Industrials

What to Expect From 3M Earnings

3M_logo
Source: Courtesy 3M Company
3M Co. (NYSE: MMM) is scheduled to report its second-quarter financial results Thursday before the markets open. The consensus estimates from Thomson Reuters call for $2.00 in earnings per share (EPS) on $7.83 billion in revenue. The same period from the previous year had $1.91 in EPS on $8.13 billion in revenue.

This top industrial could really jump with an economic pickup. 3M is closely correlated to U.S. leading economic indicators. The more the indicators continue to improve, the higher the likelihood of strong earnings performance for the company over the rest of the year, and with a huge portfolio of products in multiple silos, 3M certainly has staying power.

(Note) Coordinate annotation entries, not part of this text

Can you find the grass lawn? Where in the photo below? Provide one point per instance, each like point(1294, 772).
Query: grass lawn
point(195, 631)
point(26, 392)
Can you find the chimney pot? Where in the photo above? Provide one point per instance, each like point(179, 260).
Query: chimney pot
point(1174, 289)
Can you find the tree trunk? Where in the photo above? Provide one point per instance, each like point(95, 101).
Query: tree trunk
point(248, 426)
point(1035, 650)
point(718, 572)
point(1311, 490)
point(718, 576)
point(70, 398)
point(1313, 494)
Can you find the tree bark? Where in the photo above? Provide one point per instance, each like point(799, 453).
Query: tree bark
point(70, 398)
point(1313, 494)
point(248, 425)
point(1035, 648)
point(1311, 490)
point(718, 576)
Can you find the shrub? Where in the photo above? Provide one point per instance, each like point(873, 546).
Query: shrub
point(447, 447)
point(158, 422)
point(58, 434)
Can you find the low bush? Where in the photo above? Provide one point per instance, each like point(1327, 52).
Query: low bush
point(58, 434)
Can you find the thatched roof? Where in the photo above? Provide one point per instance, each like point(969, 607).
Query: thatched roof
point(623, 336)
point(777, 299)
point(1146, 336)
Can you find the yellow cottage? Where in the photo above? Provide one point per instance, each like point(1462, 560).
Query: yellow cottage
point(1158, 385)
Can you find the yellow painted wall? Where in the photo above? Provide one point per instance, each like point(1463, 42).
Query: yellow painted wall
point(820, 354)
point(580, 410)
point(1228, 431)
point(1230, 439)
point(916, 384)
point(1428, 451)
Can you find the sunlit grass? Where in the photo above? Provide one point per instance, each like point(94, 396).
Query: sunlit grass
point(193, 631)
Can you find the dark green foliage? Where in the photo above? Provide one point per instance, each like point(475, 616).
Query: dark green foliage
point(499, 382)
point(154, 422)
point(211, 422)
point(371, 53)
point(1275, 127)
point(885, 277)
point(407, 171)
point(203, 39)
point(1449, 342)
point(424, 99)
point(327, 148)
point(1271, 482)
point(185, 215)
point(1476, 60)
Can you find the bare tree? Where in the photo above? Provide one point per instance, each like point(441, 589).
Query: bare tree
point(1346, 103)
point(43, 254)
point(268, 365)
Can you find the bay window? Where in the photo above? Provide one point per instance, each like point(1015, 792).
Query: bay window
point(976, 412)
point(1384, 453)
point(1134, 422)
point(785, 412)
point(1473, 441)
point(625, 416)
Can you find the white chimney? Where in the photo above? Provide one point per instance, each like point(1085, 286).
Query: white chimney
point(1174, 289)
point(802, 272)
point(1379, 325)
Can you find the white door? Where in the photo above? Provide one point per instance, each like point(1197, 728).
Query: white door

One issue for the industrial giant is that the company has a higher than sector average share of earnings from overseas, so any continued rally of the U.S. dollar against other currencies could lead to a decline in Wall Street earnings estimates and the company’s own guidance. With that said, any pickup here domestically could help to offset currency headwinds.

In the previous earnings report there were currency headwinds but those appear to have abated in this quarter. However despite this negative currency translation, the company still grew organically in the second quarter. In terms of the first quarter earnings, organic local-currency sales grew 3.3% and foreign currency translation reduced sales by 6.5% year-on-year.

In the first quarter earnings report, 3M lowered its full-year earnings expectation from a prior range of $8.00 to $8.30 per share to a new range of $7.80 to $8.10. Currency translation effects are now expected to cut full-year sales by 6% to 7%, up from a prior estimate of 4% to 5%. The current consensus analysts’ estimate calls for full-year EPS of $7.90 on sales of $31.14 billion.

Shares of 3M traded down 0.6% at $154.84 late on Wednesday. The stock has a consensus analyst price target of $168.77 and a 52-week trading range of $130.60 to $170.50.